A renda que se concentra na mão dos cafeicultores, portanto, não fica embaixo do colchão das fazendas do Oeste Paulista. Ela é reinvestida e circula, contribuindo de maneira significativa para o desenvolvimento de empreendimentos industriais e comerciais nas cidades, principalmente no ramo têxtil e de alimentos, aumentando, assim, o número de anúncios na imprensa.

O avanço tecnológico do processo de impressão intensificou-se na década de 90 do século XVIII, com a introdução de prelo e clichês mais modernos. Os menores jornais não resistiriam e os grandes assumiriam progressivamente um aspecto de coletividade estruturada, com maior divisão do trabalho e ênfase no retorno comercial através da venda de anúncios.

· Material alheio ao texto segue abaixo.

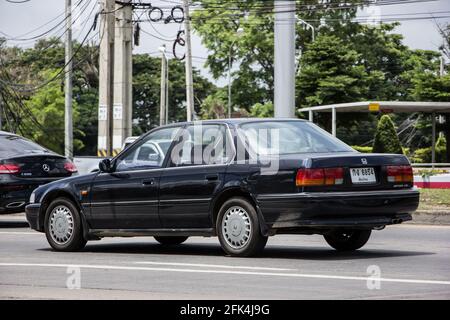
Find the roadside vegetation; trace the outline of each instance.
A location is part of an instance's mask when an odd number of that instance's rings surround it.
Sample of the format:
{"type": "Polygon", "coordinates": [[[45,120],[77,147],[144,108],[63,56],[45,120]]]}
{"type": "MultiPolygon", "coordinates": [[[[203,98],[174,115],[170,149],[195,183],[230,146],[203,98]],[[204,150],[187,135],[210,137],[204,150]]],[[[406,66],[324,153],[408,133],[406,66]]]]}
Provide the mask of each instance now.
{"type": "Polygon", "coordinates": [[[450,212],[450,189],[420,189],[419,210],[450,212]]]}

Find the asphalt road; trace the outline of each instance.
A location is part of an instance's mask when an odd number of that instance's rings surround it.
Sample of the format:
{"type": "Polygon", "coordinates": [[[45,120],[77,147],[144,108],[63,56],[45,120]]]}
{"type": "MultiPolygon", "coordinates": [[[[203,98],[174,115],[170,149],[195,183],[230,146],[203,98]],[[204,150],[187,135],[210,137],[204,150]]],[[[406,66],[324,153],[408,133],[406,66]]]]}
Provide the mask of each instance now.
{"type": "Polygon", "coordinates": [[[374,231],[355,253],[320,236],[276,236],[263,256],[223,255],[216,238],[153,238],[52,251],[20,219],[0,220],[1,299],[450,299],[450,227],[374,231]],[[79,287],[79,289],[78,289],[79,287]]]}

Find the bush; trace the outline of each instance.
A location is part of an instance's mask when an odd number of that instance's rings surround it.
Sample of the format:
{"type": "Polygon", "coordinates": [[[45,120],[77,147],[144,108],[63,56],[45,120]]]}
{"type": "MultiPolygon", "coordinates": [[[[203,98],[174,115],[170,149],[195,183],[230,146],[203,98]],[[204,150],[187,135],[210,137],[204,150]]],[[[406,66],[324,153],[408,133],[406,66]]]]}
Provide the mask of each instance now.
{"type": "Polygon", "coordinates": [[[352,146],[352,148],[362,153],[372,153],[372,147],[352,146]]]}
{"type": "MultiPolygon", "coordinates": [[[[436,141],[436,162],[445,162],[446,142],[445,137],[440,136],[436,141]]],[[[414,151],[411,157],[413,163],[431,163],[431,147],[414,151]]]]}
{"type": "Polygon", "coordinates": [[[378,122],[372,152],[403,154],[394,123],[386,114],[383,115],[378,122]]]}

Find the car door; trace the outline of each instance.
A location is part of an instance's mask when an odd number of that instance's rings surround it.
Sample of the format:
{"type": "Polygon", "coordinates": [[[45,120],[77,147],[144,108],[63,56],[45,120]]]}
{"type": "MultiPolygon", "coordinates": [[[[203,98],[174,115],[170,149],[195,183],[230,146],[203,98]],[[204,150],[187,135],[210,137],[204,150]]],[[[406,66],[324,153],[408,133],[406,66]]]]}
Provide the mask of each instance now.
{"type": "Polygon", "coordinates": [[[224,124],[196,124],[181,130],[160,180],[163,228],[211,228],[211,200],[223,185],[234,157],[224,124]]]}
{"type": "Polygon", "coordinates": [[[113,172],[100,172],[91,189],[94,229],[156,229],[159,180],[167,151],[179,127],[153,131],[113,161],[113,172]]]}

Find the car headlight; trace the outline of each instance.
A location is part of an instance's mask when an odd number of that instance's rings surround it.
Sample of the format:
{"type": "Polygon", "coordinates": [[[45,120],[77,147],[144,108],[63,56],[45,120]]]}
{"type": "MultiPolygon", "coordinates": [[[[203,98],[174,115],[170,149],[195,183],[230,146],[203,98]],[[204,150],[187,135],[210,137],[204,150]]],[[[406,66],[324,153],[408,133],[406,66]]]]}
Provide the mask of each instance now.
{"type": "Polygon", "coordinates": [[[33,191],[30,196],[30,203],[34,203],[35,200],[36,200],[36,194],[33,191]]]}

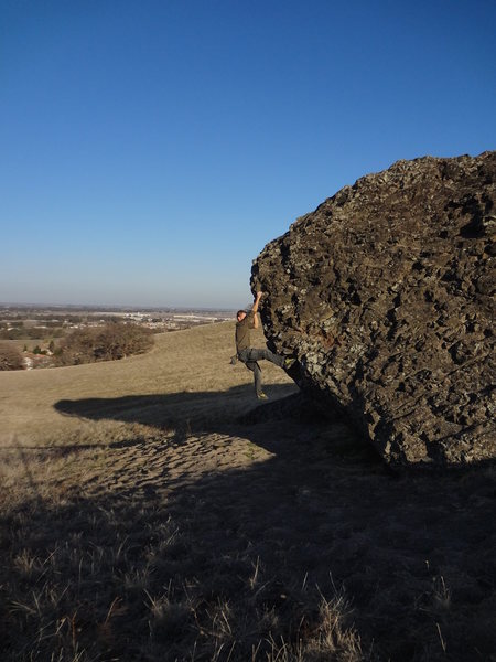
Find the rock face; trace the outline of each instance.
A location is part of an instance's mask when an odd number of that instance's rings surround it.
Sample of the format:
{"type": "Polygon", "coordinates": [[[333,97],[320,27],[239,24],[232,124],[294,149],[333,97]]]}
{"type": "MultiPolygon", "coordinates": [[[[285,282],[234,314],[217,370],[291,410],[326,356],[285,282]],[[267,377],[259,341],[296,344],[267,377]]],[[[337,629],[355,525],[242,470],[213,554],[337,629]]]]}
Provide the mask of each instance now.
{"type": "Polygon", "coordinates": [[[392,466],[496,458],[496,152],[398,161],[266,246],[269,346],[392,466]]]}

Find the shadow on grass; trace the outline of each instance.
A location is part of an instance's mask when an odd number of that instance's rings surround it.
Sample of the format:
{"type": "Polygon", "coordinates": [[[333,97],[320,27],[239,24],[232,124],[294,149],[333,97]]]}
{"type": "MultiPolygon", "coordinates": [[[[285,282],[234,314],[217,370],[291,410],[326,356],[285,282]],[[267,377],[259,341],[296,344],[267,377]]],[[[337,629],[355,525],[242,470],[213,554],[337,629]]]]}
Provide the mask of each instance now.
{"type": "Polygon", "coordinates": [[[122,487],[109,462],[2,515],[4,659],[490,660],[494,470],[395,477],[343,421],[246,393],[57,403],[158,435],[122,448],[122,487]],[[201,463],[217,433],[271,455],[174,487],[179,445],[201,463]]]}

O jornal como empreendimento individual, como aventura isolada, tornou-se inviável, uma vez que montar uma empresa jornalística passou a exigir capital cada vez maior. Somente indivíduos ou grupos capazes de reunir grandes recursos podiam fazer face aos altos investimentos exigidos pelos novos aperfeiçoamentos técnicos (RIBEIRO, 2007, 26).

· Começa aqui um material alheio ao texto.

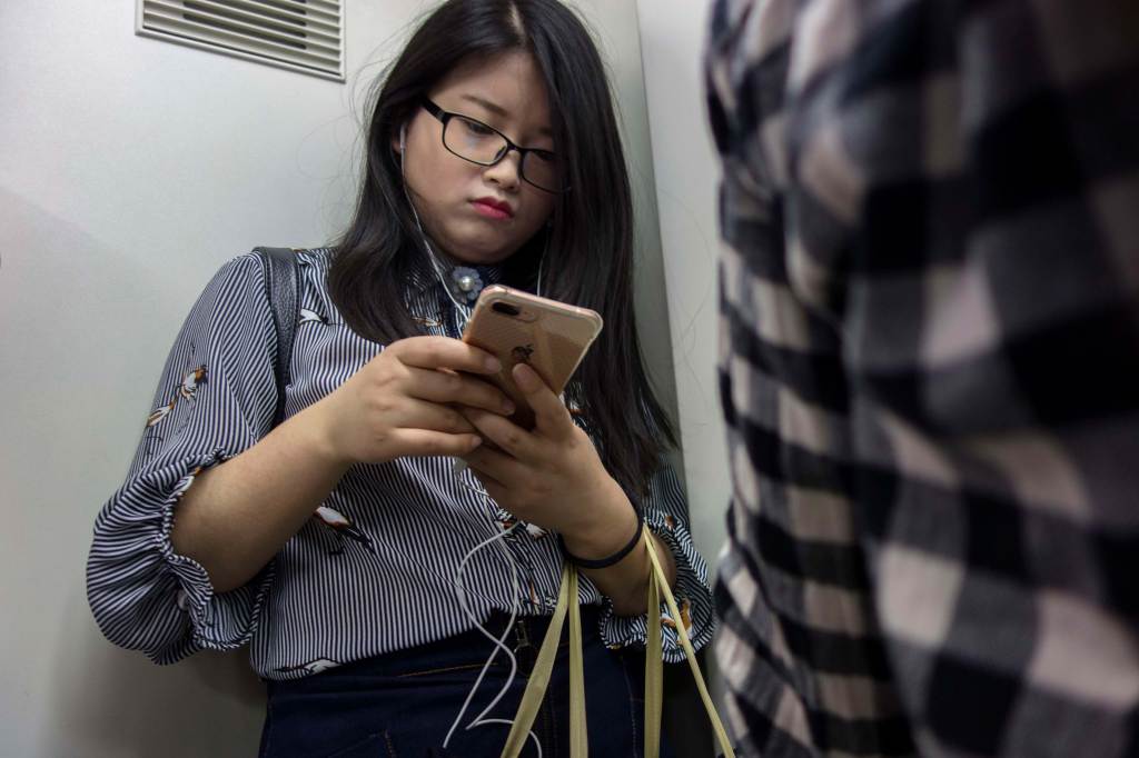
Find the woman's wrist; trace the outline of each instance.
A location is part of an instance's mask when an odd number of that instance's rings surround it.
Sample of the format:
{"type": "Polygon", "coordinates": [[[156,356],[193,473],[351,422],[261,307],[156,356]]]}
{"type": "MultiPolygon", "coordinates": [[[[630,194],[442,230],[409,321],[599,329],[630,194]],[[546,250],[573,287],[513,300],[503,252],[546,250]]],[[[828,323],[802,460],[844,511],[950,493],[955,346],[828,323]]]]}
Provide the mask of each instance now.
{"type": "Polygon", "coordinates": [[[346,471],[353,461],[346,456],[336,445],[336,434],[329,420],[328,398],[313,403],[304,409],[282,427],[289,427],[288,431],[295,436],[296,442],[305,455],[322,467],[346,471]]]}
{"type": "Polygon", "coordinates": [[[590,516],[577,528],[562,533],[565,550],[587,560],[613,555],[640,533],[640,518],[621,486],[613,481],[603,488],[589,509],[590,516]]]}

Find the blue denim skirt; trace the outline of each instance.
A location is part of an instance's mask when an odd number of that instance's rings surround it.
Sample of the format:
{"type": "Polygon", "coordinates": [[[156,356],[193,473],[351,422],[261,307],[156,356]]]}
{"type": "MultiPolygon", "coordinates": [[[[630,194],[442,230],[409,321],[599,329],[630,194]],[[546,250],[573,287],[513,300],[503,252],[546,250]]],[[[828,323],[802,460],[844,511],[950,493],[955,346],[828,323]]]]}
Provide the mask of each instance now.
{"type": "MultiPolygon", "coordinates": [[[[582,609],[589,751],[604,758],[640,758],[644,748],[644,651],[608,650],[597,632],[598,609],[582,609]]],[[[501,636],[509,617],[484,624],[501,636]]],[[[506,638],[518,661],[509,690],[485,720],[468,724],[498,697],[510,673],[499,651],[446,749],[448,730],[470,693],[492,643],[477,631],[347,664],[303,679],[268,682],[262,758],[336,757],[497,758],[542,644],[548,617],[516,619],[506,638]],[[501,719],[501,722],[494,722],[501,719]]],[[[563,632],[554,675],[523,756],[570,755],[570,654],[563,632]]],[[[671,756],[662,747],[662,756],[671,756]]]]}

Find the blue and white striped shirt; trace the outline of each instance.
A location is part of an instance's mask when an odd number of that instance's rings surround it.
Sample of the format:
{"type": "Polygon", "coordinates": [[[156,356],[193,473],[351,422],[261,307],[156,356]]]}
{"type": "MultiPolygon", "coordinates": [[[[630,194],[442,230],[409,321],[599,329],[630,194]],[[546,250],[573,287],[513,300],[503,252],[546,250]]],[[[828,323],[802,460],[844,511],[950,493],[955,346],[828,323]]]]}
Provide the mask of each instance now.
{"type": "MultiPolygon", "coordinates": [[[[286,418],[319,401],[383,351],[344,323],[326,288],[329,250],[298,253],[301,319],[286,388],[286,418]]],[[[433,335],[458,336],[456,307],[437,280],[409,282],[412,316],[433,335]]],[[[175,506],[195,473],[254,445],[277,401],[276,335],[262,263],[243,255],[206,287],[170,353],[125,484],[96,521],[88,595],[109,640],[159,664],[197,650],[251,643],[264,678],[325,668],[434,642],[473,628],[456,594],[460,561],[509,528],[506,511],[448,459],[402,458],[353,467],[314,517],[248,584],[215,594],[205,569],[174,552],[175,506]]],[[[671,547],[677,595],[696,646],[713,628],[707,568],[687,530],[671,468],[650,483],[646,524],[671,547]]],[[[563,557],[557,541],[519,525],[503,541],[518,567],[521,612],[552,611],[563,557]]],[[[464,572],[476,616],[509,612],[514,585],[501,549],[464,572]]],[[[600,604],[611,646],[644,644],[646,618],[620,617],[584,577],[581,602],[600,604]]],[[[665,659],[681,660],[665,625],[665,659]]]]}

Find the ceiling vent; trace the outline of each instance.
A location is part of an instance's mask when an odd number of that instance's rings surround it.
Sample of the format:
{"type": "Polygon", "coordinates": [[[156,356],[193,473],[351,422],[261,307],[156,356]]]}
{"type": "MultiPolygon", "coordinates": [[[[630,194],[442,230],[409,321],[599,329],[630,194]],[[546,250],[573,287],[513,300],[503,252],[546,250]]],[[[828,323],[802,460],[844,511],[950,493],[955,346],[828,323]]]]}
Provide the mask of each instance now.
{"type": "Polygon", "coordinates": [[[138,0],[136,32],[344,81],[342,0],[138,0]]]}

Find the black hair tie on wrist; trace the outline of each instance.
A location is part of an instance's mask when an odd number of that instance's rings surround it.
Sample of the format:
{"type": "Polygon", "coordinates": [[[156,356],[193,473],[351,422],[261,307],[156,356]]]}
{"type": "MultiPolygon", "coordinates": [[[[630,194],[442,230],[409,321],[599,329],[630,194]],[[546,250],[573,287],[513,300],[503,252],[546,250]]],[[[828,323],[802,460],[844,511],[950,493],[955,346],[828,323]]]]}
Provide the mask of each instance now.
{"type": "Polygon", "coordinates": [[[565,553],[566,558],[573,561],[576,566],[587,569],[608,568],[614,563],[620,563],[625,555],[633,552],[633,547],[636,547],[637,543],[640,542],[641,533],[645,530],[645,517],[641,516],[641,512],[639,510],[637,510],[636,512],[637,512],[637,532],[636,534],[633,534],[633,538],[629,541],[628,545],[625,545],[617,552],[613,553],[612,555],[607,555],[606,558],[599,558],[597,560],[589,560],[588,558],[577,558],[568,550],[566,550],[566,541],[559,534],[558,543],[560,543],[562,545],[562,552],[565,553]]]}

42 As redações profissionalizavam-se aproveitando em grande parte a mão-de-obra de jovens aspirantes a escritores (COSTA, 2004). Estes viam no jornal não só um espaço de onde poderiam retirar o seu sustento, como também divulgar o seu trabalho. A imprensa constrói-se no Brasil como dispositivo de visualização da vida cultural da república, angariando para si, em parte, o poder de consagração dos artistas. Na virada do século, o jornalista escritor, entendido como parte da intelectualidade, alcança o patamar de figura pública e torna-se uma espécie de celebridade.

O poeta Olavo Bilac é uma figura representativa do momento de profissionalização do “homem de letras” a partir da integração entre jornalismo, literatura e mercado (COSTA, 2004). Além de sua extensa produção literária, reconhecida na época, esse ourives da palavra escrevia crônicas leves e coloquiais nos jornais e alugava sua pena ao cada vez maior número de comerciantes em busca de anúncios. Bilac beneficiou-se do fortalecimento administrativo e econômico dos periódicos, atuando em praticamente todas as frentes e enriquecendo com elas.

Até o alvorecer do século XX, portanto, a imprensa brasileira caracteriza-se pela simbiose entre jornalismo, literatura e política: houve quem se dedicasse apenas à política, houve quem só buscasse um espaço para dar visibilidade às suas criações artísticas. Mais comum, no entanto, era circular por todos esses campos, em crônicas, editoriais e comentários – sem sair da poltrona.